4. Changing Environment – Government Pushing for Change

Through the Ministry of Education, Culture, Sports, Science and Technology (MEXT) and the Ministry of

Economy, Trade and Industry (METI) the Japanese government has been allocating funding for

nanotechnology programmes (46). Basic and applied research is supported by these ministries through the

Japan Science and Technology Agency (JST) (47).

Various basic plans have been implemented over the years including nanotechnology. Under the latest

basic plan, the 4th Science & Technology Basic Plan (1 April 2011 – 31 March 2016) nanotechnology is no

longer prioritized in favour of Life Innovation and Green Innovation.

To achieve the goals of the 4th S&T Basic Plan, the target level of government R&D is 1 percent of GDP

with the total for five years to be about 25 trillion yen (48).

The positioning of Life Innovation in the new basic plan is to realize high quality of life in an aging society.

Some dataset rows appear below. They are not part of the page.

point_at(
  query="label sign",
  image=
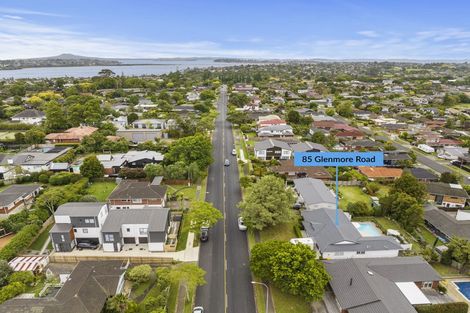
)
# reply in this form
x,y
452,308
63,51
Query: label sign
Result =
x,y
338,159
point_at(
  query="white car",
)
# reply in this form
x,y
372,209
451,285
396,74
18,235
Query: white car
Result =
x,y
241,225
198,309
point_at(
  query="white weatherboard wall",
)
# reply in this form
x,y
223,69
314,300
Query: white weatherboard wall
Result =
x,y
62,219
367,254
156,246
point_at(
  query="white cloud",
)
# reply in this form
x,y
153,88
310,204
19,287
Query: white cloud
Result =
x,y
368,33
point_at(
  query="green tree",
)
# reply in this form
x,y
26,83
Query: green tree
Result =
x,y
189,275
203,214
140,273
197,148
92,167
292,268
267,203
5,271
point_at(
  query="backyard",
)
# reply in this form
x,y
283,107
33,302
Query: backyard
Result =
x,y
101,190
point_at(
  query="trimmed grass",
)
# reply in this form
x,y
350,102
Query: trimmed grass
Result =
x,y
350,194
173,297
39,242
286,303
445,270
101,190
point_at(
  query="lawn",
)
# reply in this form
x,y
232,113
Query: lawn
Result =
x,y
39,242
286,303
351,194
101,190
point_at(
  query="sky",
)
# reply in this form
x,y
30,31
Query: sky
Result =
x,y
282,29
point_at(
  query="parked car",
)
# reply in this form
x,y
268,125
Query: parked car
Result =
x,y
198,309
241,225
87,245
204,236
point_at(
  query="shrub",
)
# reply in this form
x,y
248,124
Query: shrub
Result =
x,y
140,273
454,307
20,242
11,290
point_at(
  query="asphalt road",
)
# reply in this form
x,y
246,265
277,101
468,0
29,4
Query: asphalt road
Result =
x,y
225,255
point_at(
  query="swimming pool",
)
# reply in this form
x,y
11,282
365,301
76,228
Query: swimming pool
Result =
x,y
367,229
464,288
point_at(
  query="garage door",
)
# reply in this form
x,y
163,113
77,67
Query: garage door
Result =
x,y
89,240
129,240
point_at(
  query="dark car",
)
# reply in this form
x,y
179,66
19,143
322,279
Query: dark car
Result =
x,y
87,245
204,236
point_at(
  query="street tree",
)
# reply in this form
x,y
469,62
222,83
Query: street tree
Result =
x,y
267,203
92,168
203,214
292,268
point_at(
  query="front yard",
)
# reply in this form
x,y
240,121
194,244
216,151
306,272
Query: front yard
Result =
x,y
101,190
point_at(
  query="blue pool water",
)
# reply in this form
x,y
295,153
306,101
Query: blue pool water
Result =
x,y
464,288
367,229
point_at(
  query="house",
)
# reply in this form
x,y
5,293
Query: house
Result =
x,y
77,222
385,285
336,237
272,149
151,123
86,290
422,175
113,163
29,116
17,197
380,173
71,135
145,226
290,171
139,135
445,224
307,146
314,194
276,131
396,158
130,194
447,195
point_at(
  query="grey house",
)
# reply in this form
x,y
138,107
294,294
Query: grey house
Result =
x,y
343,240
77,222
145,226
385,285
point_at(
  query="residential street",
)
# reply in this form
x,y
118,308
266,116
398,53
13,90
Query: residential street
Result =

Some of the sub-goals are:

Development of innovative diagnostic and treatment methods

Promote translational research

Accelerate innovation by affirmative legal framework

Under the new basic plan, “design-based” R&D will have an important function that will shorten the time

span leading to innovation (49).

In order to reduce the time span from discovery and innovation to commercialization, the importance to

establish open user facility networks to promote the integration of dissimilar fields and academic-industry

collaboration is emphasized.

It is apparent that the government is aiming at more concrete and speedy results for R&D. Issue-driven

innovation based on “exit-oriented” R&D is targeted to impact the competitive power of related industries.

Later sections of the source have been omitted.